O que mais chama a atenção nessa história é, obviamente, o monarquismo.
Desde a Proclamação da República em 1889, redutos de apoiadores do Império e da deposta família imperial se organizaram com o objetivo de reverter a súbita mudança de governo. Diversas revoltas, por exemplo, tiveram lideranças monarquistas: A Revolução Federalista no Rio Grande do Sul, a primeira Revolta da Armada, a Revolta de Ribeirãozinho e parte dos integrantes do Levante Integralista contaram com alguma aspiração monarquista em suas colunas. Mas a oposição ao republicanismo também reverberou dentro da política nacional uma série de vezes, quando Ruy Barbosa declarou-se monarquista, ou quando surgiu a Ação Imperial Patrianovista Brasileira, comandada pelo intelectual Arlindo Veiga dos Santos, por exemplo. Até mesmo a Ditadura Militar flertou supostamente com a ideia de desenterrar o Império em 1964, projeto esse que não progrediu por uma recusa do patriarca dos Orléans e Bragança de assumir o trono sem aclamação popular.
Apesar de participações esporádicas em alguns eventos da história brasileira, o movimento monarquista, fragmentado e desorganizado, nunca conseguiu uma vitória expressiva para sua causa. Dom Pedro II, embora popular durante seu reinado, era somente uma memória distante e arcaica para o brasileiro médio – restaurar o Império soava como um experimento mental engraçado, mas irrelevante. A última chance da realeza verde e amarela reclamar sua coroa se deu no advento da Nova República, e tem nome e sobrenome: Cunha Bueno.
Paulista paulistano, Antônio Henrique Bittencourt Cunha Bueno era filho do ex-deputado Antônio Silvio Cunha Bueno, um defensor da descentralização no governo brasileiro e do municipalismo até sua cassação pelo AI-5. O futuro campeão do monarquismo se formou economista e trabalhou em uma seguradora até sua eleição para deputado estadual em 1970, logo após o término da carreira de seu pai. Para quem conquistou mais seis mandatos e se tornando um aliado próximo de Paulo Maluf, sendo seu secretário de cultura enquanto o último fora governador, sua participação na então Assembleia Constituinte era pouco expressiva. Como o único parlamentar declaradamente monarquista, Cunha Bueno tinha poucos aliados, senão os malufistas que ainda restavam em um PDS despedaçado pelas eleições indiretas. Mas, surpreendentemente, o constituinte conseguiu convencer o relator da constituição de 88, Bernardo Cabral, a remover do documento a “Cláusula Pétrea” que assegurava o regime republicano. Essa foi a primeira vez desde a conflagração da República que uma constituição não contava com um artigo que entrincheirasse o presidencialismo. A conquista foi um momento de epifania para Cunha Bueno, claro – mas mais ainda para os parlamentaristas.

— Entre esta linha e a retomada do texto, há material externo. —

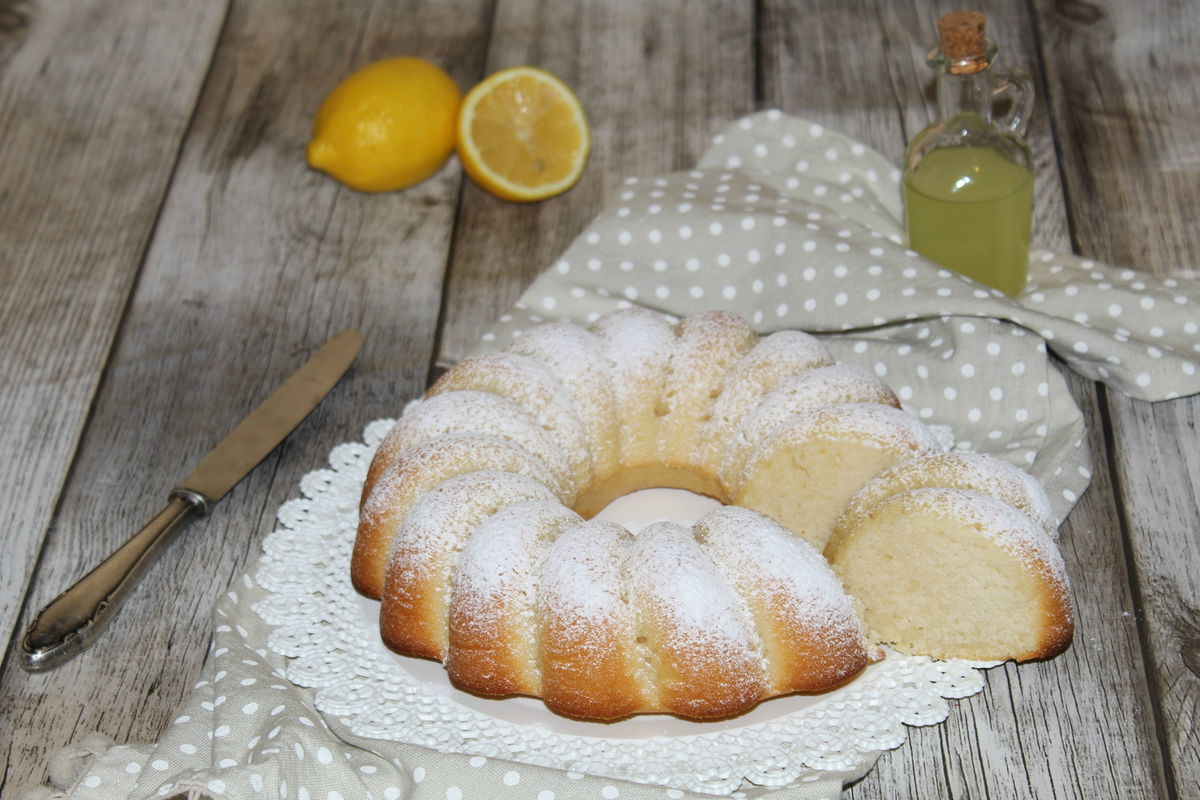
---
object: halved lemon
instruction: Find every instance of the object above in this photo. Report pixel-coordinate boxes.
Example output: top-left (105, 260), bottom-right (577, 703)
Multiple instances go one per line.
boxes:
top-left (457, 67), bottom-right (592, 203)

Em março de 1988, o deputado propôs a fusão do plebiscito pela forma de governo, república ou monarquia, com um pelo sistema de governo, presidencialismo ou parlamentarismo. Embora o monarquismo fosse minoritário, o parlamentarismo não era, e viu uma oportunidade única de conseguir mudar o sistema de governo a seu favor. O PSDB, mais novo titã da política brasileira erguido por Mário Covas, tinha em seu cerne a defesa do sistema parlamentar, juntamente de algumas expressivas alas do MDB e do finado PFL. Seria mais excêntrico promover uma briga entre a frente parlamentar de um homem só, representada por Bueno, e a república, mas uma disputa séria somente poderia ocorrer entre os pesos-pesados que defendiam o republicanismo parlamentarista e o presidencialista.
Então foi decidido em uma votação quase unânime de 453 votos a favor e três contrários, que seria realizado um plebiscito em 7 de setembro de 1993 para que a população brasileira decidisse como seu país deveria ser gerido – evidentemente, até a data, um turbilhão de coisas ocorreram, sendo duas delas Presidentes da República.

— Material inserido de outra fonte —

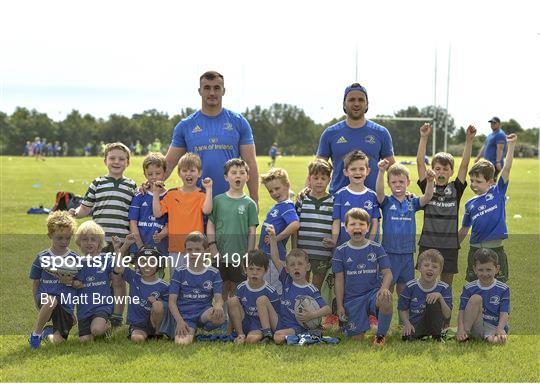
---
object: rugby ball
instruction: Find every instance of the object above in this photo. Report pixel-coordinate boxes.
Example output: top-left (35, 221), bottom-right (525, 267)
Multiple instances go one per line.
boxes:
top-left (294, 295), bottom-right (321, 329)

José Sarney assumiu como o primeiro presidente civil, e no seu colo explodiu a hiperinflação, gestada desde o Milagre Econômico, que implodiu a economia brasileira dada uma série de medidas fiscais ineficazes. Na esteira do debacle do governo Sarney, elegeu-se o carismático “Caçador de Marajás” alagoano, Fernando Collor, nas eleições de 1989. Apesar das expectativas populares quanto a seu governo, o presidente terminou o mandato melancolicamente com o fracasso homérico do Plano Collor, culminando em seu impeachment e renúncia em 1992. Dois governos desastrosos seguidos e o surgimento de dois presidentes intensamente odiados pela maioria da população deram algumas boas esperanças para os monarquistas e parlamentaristas. Quem sabe as catástrofes políticas recentes não convenceriam os brasileiros a mudar? Para completar, o chefe do executivo que sucedeu Collor era Itamar Franco, um homem desinteressado na presidência e simpático ao modelo parlamentarista.
Os presidencialistas, abarcando nomes como Leonel Brizola e Lula, perceberam a mudança de ventos e acirraram as disputas.

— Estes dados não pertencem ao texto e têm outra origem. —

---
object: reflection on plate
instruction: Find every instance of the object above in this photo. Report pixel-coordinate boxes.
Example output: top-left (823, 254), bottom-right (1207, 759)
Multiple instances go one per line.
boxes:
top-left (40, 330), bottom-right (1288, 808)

Foram formadas três frentes parlamentares para representar cada uma das possíveis opções do plebiscito, a Frente Republicana Presidencialista, a Frente Republicana Parlamentarista e a Frente Monarquista. Apesar de apenas três opções, a cédula desenhada para a ocasião possibilitava também que o eleitor escolhesse uma monarquia presidencialista como forma de governo, já que, por sugestão do próprio Cunha Bueno, forma e sistema deveriam ser votados individualmente.

Duramente criticada pelos parlamentaristas e monarquistas, a cédula sofreu acusações de indiretamente associar monarquia a parlamentarismo, além do escancarado problema matemático para os monarquistas, já que mesmo cédulas com uma monarquia presidencial ainda seriam contabilizadas em prol do presidencialismo.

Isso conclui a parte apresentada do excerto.